Using that method, here's the worst I could find from the last 500 match games: 311088-311587
White has a mate in one on move 32, but misses it and gets check-mated a couple moves later: http://www.lczero.org/match_game/311146
White doesn't protect against black's mate in one on move 46 (according to Lichess, white had a small advantage), but then black misses the opportunity and ends up with a draw: http://www.lczero.org/match_game/311121
White gives black a mate in two opportunity on both move 94 and 96, but black misses it both times: http://www.lczero.org/match_game/311554
Black had a forced mate in 5, but ends up with a draw: http://www.lczero.org/match_game/311240 https://lichess.org/analysis/8/8/pRpB4/2P2k2/P3p2K/4P3/5n2/6r1%20b%20-%20-%204%2047#93
White missed a simple tactic to capture black's queen on move 42, would have won but goes on to lose: http://www.lczero.org/match_game/311127 https://lichess.org/analysis/6k1/p7/7p/1p1pN3/8/8/1qB2R1K/8%20w%20-%20-%200%2042#82
Black misses trading its rook for a queen on move 38: http://www.lczero.org/match_game/311379
Id: Leela gets checkmated! Game: https://lichess.org/KAxNVVzc#56 Bad move: 29. Qa3, (Stockfish eval goes from -0.2 to #-8) Correct move: f3 Configuration: lc0 cudnn - May 26 (default parameters), Windows 10 x64, Nvidia Titan V, Intel i5-7400T quad core, 32 GB RAM Network ID: 346 Time control: 60" + 2" Comments: Leela was ahead but blundered and was checkmated
I just re-tested NN350 against MultiMove #1 position above.

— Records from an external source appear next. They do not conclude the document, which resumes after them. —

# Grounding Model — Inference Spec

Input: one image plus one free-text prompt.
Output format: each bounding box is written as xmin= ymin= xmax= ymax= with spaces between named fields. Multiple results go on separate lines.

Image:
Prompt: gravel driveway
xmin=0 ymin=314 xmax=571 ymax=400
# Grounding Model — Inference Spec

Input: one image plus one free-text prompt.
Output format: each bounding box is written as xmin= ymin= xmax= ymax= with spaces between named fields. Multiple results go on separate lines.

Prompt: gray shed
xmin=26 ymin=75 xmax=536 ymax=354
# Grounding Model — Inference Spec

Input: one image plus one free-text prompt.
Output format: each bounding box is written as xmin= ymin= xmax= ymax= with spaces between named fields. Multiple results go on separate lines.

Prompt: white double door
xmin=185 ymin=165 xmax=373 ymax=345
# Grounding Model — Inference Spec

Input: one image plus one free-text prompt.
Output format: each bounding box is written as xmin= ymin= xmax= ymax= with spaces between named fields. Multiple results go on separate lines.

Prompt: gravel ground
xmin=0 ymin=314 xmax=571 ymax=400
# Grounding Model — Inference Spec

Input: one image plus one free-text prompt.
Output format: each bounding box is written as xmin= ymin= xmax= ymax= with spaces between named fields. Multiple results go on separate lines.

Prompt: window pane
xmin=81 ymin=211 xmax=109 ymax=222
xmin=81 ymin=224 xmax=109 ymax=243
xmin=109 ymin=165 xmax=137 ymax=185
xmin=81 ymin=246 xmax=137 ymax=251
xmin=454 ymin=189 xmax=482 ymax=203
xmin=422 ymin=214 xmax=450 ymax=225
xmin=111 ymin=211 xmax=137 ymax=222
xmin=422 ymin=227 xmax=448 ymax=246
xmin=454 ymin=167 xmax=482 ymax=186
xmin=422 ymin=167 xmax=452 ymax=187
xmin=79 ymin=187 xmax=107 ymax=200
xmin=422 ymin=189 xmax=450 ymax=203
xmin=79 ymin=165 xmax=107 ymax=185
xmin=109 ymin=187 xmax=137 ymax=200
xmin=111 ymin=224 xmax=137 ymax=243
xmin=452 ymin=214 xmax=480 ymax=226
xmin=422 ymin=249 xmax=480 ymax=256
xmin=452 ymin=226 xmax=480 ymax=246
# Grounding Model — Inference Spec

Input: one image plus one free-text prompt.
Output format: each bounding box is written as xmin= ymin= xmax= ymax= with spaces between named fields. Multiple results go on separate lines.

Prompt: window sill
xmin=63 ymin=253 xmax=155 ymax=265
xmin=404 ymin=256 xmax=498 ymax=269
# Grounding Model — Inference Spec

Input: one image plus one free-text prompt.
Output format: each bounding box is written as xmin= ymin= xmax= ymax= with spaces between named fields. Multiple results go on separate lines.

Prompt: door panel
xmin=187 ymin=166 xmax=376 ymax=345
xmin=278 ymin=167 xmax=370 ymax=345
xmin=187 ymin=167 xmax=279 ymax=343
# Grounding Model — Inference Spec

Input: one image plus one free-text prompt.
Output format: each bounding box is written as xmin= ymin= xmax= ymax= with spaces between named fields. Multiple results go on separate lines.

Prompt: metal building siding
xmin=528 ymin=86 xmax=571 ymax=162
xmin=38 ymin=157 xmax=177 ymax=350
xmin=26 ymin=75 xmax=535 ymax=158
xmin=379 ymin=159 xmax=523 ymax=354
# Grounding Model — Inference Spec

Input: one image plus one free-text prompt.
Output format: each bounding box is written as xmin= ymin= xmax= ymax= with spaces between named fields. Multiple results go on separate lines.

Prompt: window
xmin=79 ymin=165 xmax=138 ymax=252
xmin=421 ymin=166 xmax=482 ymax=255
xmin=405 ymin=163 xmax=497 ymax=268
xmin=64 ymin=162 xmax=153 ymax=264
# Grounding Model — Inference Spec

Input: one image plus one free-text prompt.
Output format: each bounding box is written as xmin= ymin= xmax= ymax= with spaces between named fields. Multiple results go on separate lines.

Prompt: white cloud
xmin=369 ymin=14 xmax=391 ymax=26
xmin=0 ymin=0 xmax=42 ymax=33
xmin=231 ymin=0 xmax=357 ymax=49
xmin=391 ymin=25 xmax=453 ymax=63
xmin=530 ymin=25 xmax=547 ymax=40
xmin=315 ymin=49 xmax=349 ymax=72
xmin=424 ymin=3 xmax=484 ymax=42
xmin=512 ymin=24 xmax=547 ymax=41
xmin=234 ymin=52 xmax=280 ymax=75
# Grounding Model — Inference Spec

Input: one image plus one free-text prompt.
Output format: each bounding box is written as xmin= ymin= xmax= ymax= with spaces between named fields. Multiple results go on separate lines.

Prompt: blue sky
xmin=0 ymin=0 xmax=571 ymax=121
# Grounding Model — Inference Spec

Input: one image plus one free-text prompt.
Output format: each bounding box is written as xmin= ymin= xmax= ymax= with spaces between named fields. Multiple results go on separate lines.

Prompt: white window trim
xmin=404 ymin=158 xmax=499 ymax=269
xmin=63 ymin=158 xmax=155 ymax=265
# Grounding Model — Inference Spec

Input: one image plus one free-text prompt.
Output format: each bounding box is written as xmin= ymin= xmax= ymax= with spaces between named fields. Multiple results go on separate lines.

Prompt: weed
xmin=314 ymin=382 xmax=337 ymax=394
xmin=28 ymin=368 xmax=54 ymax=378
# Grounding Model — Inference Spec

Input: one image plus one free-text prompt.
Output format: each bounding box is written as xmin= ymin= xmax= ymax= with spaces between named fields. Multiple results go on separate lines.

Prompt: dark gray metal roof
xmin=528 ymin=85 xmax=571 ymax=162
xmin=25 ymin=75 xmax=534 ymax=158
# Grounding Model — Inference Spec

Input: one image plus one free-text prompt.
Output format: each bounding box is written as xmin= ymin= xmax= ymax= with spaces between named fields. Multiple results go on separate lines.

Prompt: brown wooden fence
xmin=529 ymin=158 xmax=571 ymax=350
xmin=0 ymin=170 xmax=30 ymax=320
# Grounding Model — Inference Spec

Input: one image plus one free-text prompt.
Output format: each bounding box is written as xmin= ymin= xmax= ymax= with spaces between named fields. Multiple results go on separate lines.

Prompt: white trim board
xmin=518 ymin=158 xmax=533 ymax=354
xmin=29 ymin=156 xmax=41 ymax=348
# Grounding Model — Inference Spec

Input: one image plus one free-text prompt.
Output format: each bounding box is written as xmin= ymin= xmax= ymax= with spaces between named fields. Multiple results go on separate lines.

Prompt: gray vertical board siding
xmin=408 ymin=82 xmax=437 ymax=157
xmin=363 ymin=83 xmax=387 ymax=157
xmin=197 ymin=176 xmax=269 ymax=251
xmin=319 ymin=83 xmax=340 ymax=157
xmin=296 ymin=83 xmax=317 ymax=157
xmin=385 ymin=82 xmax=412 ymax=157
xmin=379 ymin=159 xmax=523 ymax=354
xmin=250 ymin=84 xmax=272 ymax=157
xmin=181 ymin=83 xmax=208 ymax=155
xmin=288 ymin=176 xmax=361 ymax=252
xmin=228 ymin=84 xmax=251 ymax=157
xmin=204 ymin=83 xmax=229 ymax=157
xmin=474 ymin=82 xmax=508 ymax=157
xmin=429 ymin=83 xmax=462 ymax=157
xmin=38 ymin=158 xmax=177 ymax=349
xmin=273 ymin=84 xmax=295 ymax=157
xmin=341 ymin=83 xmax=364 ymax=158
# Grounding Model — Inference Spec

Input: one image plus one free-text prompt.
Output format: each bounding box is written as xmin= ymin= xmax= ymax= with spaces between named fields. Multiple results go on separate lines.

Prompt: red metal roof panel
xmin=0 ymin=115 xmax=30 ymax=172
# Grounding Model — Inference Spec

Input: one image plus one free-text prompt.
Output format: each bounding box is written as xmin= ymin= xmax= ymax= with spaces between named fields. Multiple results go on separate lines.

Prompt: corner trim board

lczero.exe -w weights.txt position fen 6k1/4bpp1/2q1p2p/2p1P3/2P1N2P/2Bn1QP1/5P1K/8 b - - 0 35 go movetime 1000
info string Qd7 -> 15 (V: 33.78%) (N: 39.14%) PV: Qd7 Nd6 Nxe5 Bxe5 Bxd6 Qd3 Qc6 Qxd6 info string Nb4 -> 68 (V: 47.26%) (N: 31.72%) PV: Nb4 Kg2 Qa6 Nd2 Nc6 Qe4 Bf8 info string stm Black winrate 43.84%
That looks okay at that point, but NN350 still recommends the losing 35...Nb4 and doesn't notice the problems with it until 58kN.
She recommends the saving 35...Qd7 only after 129kN (NN316 found it in 19kN, NN311 in 29kN).
So tactically, at least in this case, things seem to have gone backwards again? Bit disappointing.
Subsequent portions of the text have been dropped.